Frau Direktor Hassenreut­er, die ich spiele, spricht mit vielen Pausen. Sie leidet an Asthma. Und sie fängt den gleichen Satz mehrmals an. Mit diesem stetigen Neubeginne­n experiment­ieren wir jetzt, so entsteht eine eigene Musikalitä­t. SN: Hat also Theaterspi­elen eine Hörspiel-Komponente? Auf der Bühne sind Raum, Körper, Gesten, Mimik, Blicke und Konstellat­ionen zueinander bedeutend. Da sucht man den Gestus aus einer Situation, die sichtbar wird. Und Sprache ist auf der Bühne das, was am weitesten in den Raum fliegt. Mimik kann man nach den ersten Reihen schlecht lesen, aber Stimme und Sprache transporti­eren sich bis in die Ränge.

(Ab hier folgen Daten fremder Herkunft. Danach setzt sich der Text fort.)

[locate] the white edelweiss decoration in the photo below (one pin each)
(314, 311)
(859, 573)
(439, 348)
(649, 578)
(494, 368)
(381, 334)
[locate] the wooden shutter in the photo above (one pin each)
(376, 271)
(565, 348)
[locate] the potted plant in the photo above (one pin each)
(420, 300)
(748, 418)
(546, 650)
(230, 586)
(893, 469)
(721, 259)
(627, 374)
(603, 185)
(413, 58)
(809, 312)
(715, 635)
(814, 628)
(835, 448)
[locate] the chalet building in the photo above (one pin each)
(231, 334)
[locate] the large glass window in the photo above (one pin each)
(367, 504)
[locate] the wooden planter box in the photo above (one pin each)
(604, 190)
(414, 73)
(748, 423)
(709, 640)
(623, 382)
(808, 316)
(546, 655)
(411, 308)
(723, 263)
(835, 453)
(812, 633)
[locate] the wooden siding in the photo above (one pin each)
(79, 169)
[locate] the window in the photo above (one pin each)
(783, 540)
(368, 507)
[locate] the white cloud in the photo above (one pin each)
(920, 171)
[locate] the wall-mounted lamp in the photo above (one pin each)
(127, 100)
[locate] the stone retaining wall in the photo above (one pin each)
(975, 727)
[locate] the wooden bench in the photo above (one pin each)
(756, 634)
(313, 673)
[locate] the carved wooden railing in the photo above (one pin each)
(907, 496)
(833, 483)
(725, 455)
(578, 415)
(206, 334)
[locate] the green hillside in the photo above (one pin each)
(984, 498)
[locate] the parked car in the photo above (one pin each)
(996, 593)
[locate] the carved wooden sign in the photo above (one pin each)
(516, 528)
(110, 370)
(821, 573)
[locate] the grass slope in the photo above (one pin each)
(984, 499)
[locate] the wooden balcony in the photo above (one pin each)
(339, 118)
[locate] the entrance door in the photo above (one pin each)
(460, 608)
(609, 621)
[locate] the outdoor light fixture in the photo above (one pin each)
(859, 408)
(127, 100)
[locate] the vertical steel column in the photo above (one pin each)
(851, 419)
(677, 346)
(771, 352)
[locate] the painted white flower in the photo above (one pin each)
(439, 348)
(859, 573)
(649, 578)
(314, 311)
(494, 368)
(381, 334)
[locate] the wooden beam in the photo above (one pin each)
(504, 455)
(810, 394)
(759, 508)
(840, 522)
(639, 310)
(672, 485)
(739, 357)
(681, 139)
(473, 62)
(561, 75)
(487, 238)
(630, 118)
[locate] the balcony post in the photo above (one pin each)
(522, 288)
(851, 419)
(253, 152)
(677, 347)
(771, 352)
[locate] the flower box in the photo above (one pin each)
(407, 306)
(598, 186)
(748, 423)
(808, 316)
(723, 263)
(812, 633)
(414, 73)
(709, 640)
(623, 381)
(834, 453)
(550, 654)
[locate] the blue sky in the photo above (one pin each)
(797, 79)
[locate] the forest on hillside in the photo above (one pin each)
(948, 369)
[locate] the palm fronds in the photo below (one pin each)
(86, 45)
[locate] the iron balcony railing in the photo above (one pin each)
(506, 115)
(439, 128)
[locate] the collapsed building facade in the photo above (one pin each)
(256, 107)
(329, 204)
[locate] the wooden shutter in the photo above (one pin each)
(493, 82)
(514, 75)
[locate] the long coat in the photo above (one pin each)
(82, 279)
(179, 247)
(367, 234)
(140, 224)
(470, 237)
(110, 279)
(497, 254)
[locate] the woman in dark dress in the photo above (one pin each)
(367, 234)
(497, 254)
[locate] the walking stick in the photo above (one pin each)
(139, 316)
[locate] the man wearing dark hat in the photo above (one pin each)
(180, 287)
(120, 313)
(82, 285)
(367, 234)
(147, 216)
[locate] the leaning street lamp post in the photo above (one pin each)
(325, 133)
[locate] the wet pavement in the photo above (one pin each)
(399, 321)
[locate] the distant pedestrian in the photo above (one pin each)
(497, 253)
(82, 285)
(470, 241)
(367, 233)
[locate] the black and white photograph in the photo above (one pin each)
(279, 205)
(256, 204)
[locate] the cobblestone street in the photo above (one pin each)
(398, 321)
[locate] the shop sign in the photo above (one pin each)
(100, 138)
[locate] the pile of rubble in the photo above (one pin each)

Im Hörspiel hingegen geht die Stimme direkt in das Gerät, aus dem es wieder herauskomm­t. Eigentlich geht sie direkt ins Ohr. Das hab ich für mich erst entdecken müssen. SN: Wie war diese Entdeckung? Bei meiner ersten CD-Aufnahme, „Über Tiere“von Elfriede Jelinek, habe ich noch gesprochen wie im Theater. Da hab ich mich in einen großen Saal gesetzt und den Text auswendig gesprochen. Dabei braucht das auswendig keiner! Auch habe ich erkannt: Der Raum ist nicht wichtig, sondern ich muss zum Mikrofon! Nur so komme ich ans Ohr des Hörers. Als Hertha Kräftner haben Regisseur Stefan Weber und ich das ausgereizt: Wir wollten keine Distanz mehr zwischen dem, der spricht, und dem, der hört. Da wird eine Eindringli­chkeit möglich, die am Theater anders hergestell­t werden muss. SN: Wer sind Ihre Anna Netrebko, Plácido Domingo oder Maria Callas im Sprechen? Ich habe viele großartige Sprecher um mich gehabt. Als ich angefangen habe: Maria Becker. Von der habe ich gelernt, wie konkret und scharf gedacht das zu Sprechende sein muss. Kirsten Dene ist eine Stimme, in die ich versinken kann! Und Will Quadflieg. Der war in Hamburg mein Teiresias. Bei solchen Schauspiel­ern saß ich als junge Kollegin oft in der Kulisse und lauschte. Da habe ich gemerkt: Stimme entsteht durch Persönlich­keit. Eine Stimme ist untrennbar mit dem eigenen Sein verbunden. SN: Müssen Sie sich als Sprecherin also mit Ihrem innersten Wesen zur Schau stellen? Nein, ich stelle mich nicht zur Schau, ich stelle mich zur Verfügung – einer Rolle, einem Text, einer Geschichte. Allerdings müssen meine Person und der Text schon zusammensp­ielen. Nur so entsteht etwas Neues, Unverwechs­elbares.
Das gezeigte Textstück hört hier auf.